A Message from the 2014 Technical Activities Vice President (February)

jacek-zurada-2014-vp-message-200x280Dear Colleagues:

Today, members of Technical Activities in IEEE are advancing many of the newest and most vibrant technologies of electrical, electronic and computer engineering. In this Welcome Note, I would like to reflect on those future challenges and discuss how TA responds to the fast-paced growth of these technologies.

Historically, electrical engineering was a discipline about electricity, and its uses, power generation and electric machines. Then it added communications to its scope, and then computer hardware and software, integrated electronics, signal processing and robotics. And it blossomed.

Today, we have expanded into interconnected computers, transducers, actuators, sensors and intelligent devices that facilitate massive flows of information between people and objects. Electrical engineering has made possible unprecedented access to information, education, and many other resources that make modern life possible. These advances go beyond daily conveniences and are revolutionizing the world around us and the realities we know of. We are now immersed in information and soon will be challenged by new services and opportunities that are hard to predict.
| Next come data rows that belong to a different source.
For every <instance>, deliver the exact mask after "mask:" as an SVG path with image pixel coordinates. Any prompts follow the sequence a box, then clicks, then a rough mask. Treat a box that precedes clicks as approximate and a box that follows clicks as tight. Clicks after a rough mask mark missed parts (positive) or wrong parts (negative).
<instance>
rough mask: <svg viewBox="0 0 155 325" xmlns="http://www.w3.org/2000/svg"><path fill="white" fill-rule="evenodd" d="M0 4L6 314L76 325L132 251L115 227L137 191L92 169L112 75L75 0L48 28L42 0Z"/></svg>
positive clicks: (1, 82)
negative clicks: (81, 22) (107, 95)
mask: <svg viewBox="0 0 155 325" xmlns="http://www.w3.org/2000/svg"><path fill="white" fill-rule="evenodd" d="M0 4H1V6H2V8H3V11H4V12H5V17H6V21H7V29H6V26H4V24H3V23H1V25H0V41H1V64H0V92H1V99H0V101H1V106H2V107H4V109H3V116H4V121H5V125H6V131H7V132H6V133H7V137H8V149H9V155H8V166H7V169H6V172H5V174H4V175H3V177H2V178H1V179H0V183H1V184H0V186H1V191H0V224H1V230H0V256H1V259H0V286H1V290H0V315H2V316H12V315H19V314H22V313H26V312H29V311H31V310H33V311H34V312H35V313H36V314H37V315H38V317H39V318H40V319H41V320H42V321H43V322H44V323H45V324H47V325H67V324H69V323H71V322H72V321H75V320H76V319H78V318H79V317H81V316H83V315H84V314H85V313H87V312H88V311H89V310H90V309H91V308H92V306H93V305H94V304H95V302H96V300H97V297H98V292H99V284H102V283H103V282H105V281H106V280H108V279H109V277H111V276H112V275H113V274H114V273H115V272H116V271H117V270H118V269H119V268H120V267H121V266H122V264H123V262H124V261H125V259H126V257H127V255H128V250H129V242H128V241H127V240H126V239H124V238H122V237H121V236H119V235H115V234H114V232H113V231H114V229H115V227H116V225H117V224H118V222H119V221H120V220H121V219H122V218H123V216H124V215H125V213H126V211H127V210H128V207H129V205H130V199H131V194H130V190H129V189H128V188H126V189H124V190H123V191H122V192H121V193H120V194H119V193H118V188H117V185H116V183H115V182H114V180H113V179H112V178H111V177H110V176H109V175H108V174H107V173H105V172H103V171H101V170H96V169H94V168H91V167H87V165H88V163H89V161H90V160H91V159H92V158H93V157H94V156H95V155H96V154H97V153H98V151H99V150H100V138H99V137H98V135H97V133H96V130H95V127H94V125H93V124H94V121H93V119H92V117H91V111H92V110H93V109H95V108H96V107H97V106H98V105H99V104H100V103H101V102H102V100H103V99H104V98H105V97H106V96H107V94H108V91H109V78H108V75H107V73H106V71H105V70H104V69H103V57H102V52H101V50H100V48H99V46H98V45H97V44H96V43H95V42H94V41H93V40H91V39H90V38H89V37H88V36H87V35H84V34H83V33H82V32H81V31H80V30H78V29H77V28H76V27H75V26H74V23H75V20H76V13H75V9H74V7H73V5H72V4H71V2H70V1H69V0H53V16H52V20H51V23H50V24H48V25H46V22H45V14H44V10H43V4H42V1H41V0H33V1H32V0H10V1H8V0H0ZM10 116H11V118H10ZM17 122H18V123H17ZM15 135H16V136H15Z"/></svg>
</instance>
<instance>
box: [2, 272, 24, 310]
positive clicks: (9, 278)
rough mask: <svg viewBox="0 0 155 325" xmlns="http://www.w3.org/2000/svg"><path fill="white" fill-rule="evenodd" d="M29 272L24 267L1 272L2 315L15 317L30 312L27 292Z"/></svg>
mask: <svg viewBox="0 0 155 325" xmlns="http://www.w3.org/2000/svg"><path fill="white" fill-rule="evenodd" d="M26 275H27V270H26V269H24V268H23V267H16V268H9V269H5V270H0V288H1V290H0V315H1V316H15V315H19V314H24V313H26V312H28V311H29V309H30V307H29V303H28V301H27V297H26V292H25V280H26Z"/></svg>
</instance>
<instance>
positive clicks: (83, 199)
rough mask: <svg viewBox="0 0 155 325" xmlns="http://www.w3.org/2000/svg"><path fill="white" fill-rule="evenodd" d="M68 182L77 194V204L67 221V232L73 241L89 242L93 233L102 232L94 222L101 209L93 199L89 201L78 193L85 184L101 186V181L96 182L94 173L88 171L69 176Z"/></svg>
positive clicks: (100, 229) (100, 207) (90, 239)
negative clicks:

Seeing this unprecedented pace of growth, we in Technical Activities and IEEE must move fast to stay ahead of the curve, and nimbly incubate and nurture communities in emerging areas of technology. These communities now include cloud computing, smart grid, electric vehicles, internet of things, life science and others. In conjunction, we must sponsor new conferences and engage in new journals in hot specialties. This year alone has produced new periodicals on exploratory solid-state devices and circuits, molecular, biological and multi-scale communications, multi-scale computing, cognitive communications and networking, big data and computational social systems.

In championing these leading technologies, we are serving both our own communities and humanity. I encourage you to continue your efforts in this noble service.

Sincerely yours,
Dr. Jacek M. Zurada
2014 IEEE Technical Activities Vice President

Comments

  • If I can take away the key thoughts from your message, Prof Jacek, it is these.

    “Staying ahead of the curve and being nimble” is what is on the dashboard of every Business leader, but IEEE TAB goes the extra mile to incubate and nurture communities.

    All the very best.

  • Great uplifting picture suggesting that IEEE challenge is just that phenomenal accelerating progress in technology.
    What would complete that picture is addressing old and new issues affecting technical activities of many engineers such as e.g. intrusion of labor intensive “soft professions” e.g. Project Management, Project Control or Communication, and legitimacy of keeping division between science and technology. Not to mention lagging education e.g. still following the Ford T “assembly line” approach to producing standard engineers while cost-cutting individualized tools are available and merging knowledge and skills seems to be obvious necessity.